Together, we ran a one-day writing and meditation workshop along the lines of one I had attended in Taos, NM by famed writer and Zen practitioner, Natalie Goldberg. We promoted that one as, “Sit, walk, write, read, repeat. The silence of Zazen can unleash the thunder of creative ideas. During this one-day session, participants will intersperse zazen and kinhin (walking meditation) practice with writing periods, readings and discussions of our raw creations developed through this process.”
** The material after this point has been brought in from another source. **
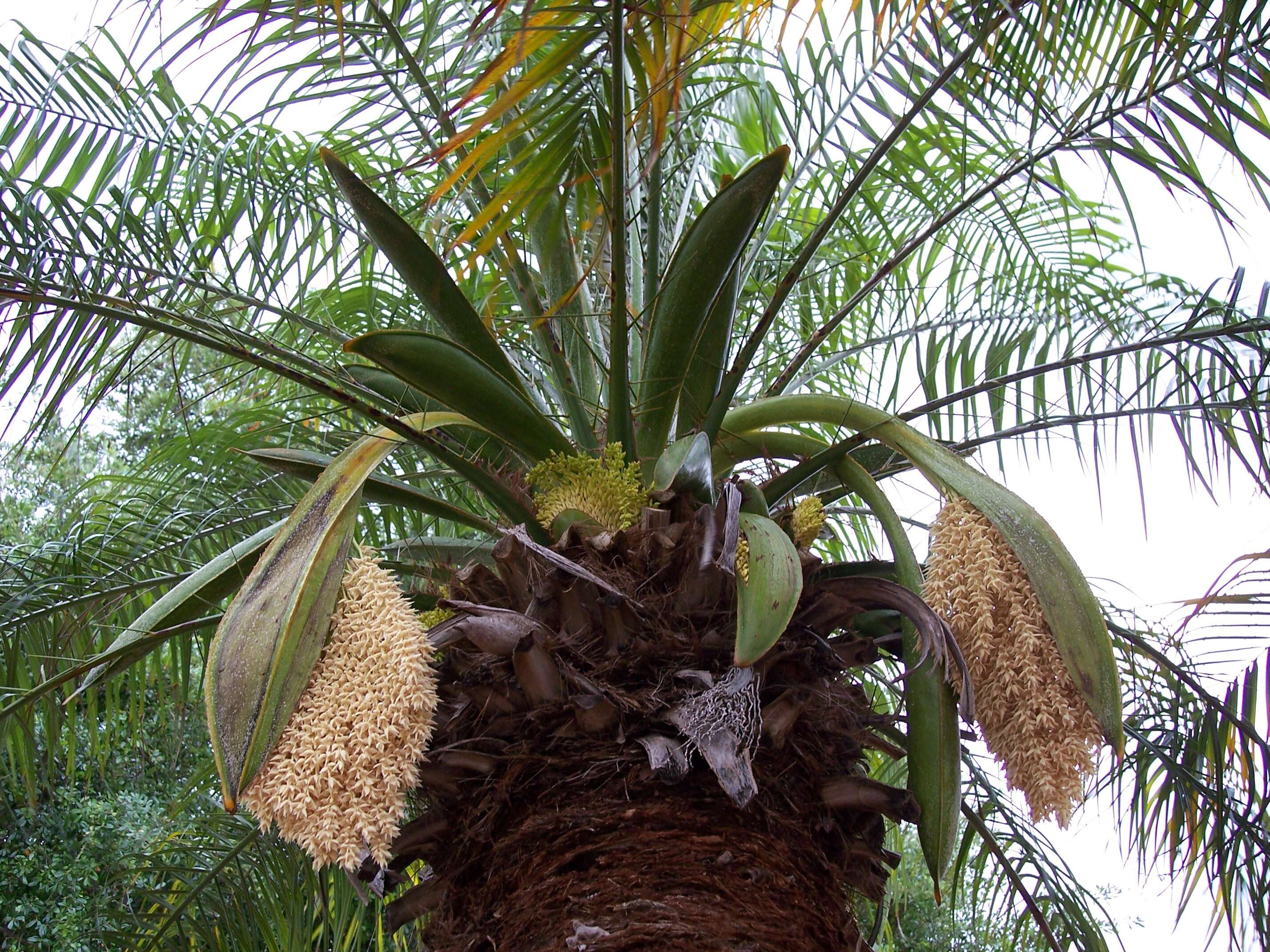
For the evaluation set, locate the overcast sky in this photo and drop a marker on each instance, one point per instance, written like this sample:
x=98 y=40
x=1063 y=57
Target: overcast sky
x=1188 y=537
We fiddled with a bunch of approaches - sporadically spaced over at least a ten-year period. Still we hadn’t quite pinpointed the most effective package of meditation, exercises, length, location and language for these workshops. We variously named these sessions Zen and Creativity, Zen+Bauhaus Design, Zen+Design Thinking and Zenovation. None stuck.
Zen Mad Men
What were we really trying to get done with these workshops? There is a Buddhist path - a state of being, really - called Crazy Wisdom. This is when the teacher’s spontaneous actions seem outrageous, counter-intuitive, mind-bending, paradox flinging or even flat-out slapstick - a form of “skillful means” to crack the shell off of students’ delusional thinking. Crazy wisdom is associated with famous Buddhist teachers from Tibetan-born, Shambala founder Chogyam Trungpa to the koan-slinging original Rinzai Zen Master, Hakuin. Maybe, we hoped our Zen and approach would pack a dose of Crazy Wisdom punch?
For me, the hope was to provoke others who have pushed away the creative inheritance which is rightfully theirs to reclaim that generative treasure – and to encourage them to stop thrusting forward to “will” breakthrough ideas into being and, instead, let the ten thousand creative things step forward and reveal themselves.
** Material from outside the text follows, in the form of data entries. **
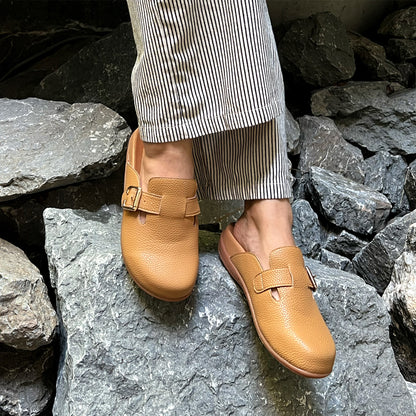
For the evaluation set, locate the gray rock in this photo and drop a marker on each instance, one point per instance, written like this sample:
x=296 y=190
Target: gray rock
x=400 y=24
x=410 y=184
x=371 y=61
x=386 y=173
x=26 y=381
x=345 y=244
x=346 y=203
x=322 y=145
x=100 y=73
x=201 y=356
x=317 y=50
x=46 y=144
x=400 y=296
x=401 y=50
x=336 y=261
x=27 y=318
x=292 y=133
x=384 y=125
x=220 y=213
x=306 y=228
x=375 y=261
x=344 y=100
The ideas that Osborn shared in Applied Creativity are provocations. The Bauhaus-infused exercises that Elliston Roshi shared are provocations. Zen koans are provocations. These are all intentional, guided provocations meant to break our set thinking so that something new can evolve. In these provocations, there is not just a shaking of mind, there is ultimately a stopping. Crazy wisdom provocation, done well, causes a chasm between old habitual thinking and an open, beginner’s mind.
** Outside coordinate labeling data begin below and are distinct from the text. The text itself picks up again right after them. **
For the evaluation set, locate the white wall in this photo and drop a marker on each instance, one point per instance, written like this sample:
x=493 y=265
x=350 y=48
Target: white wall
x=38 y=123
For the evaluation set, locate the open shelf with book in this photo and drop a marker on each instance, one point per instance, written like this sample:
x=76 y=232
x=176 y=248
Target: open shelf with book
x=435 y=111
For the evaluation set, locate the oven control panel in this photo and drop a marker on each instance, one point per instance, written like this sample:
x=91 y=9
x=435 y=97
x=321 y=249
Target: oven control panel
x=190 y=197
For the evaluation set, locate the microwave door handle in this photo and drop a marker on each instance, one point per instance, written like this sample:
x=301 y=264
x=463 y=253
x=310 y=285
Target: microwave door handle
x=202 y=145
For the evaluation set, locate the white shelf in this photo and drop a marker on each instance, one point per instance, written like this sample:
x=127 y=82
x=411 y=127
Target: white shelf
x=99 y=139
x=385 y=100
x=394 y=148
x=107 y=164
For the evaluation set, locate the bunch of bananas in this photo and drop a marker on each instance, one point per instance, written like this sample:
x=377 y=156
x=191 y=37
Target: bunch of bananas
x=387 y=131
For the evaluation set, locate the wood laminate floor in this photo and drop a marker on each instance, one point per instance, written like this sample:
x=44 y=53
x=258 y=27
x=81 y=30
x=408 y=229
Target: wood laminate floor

At the same time, we live in world of constant, unintentional, chaotic provocation with little room to stop and let the jumble sort itself. We hope that intellect will push through the noise. As it turns out, of all the elements that can spark creativity – help you dive deeper - pausing may matter most. There are many ways that we can pause which benefit creativity – take a walk, a nap, a vacation - just sitting in Zazen meditation is one of the most helpful, intentional pause. Zazen is dropping everything – full stop. Zazen is time to say enough and to drop burdensome striving. In this stopping, there is not just silence. There is provocation - the chance to see the everything in a new way.
Like thunder and silence, provocation and pause each contains the other. Our next incarnation of the Zen and creativity workshop will be called Provocative Pause.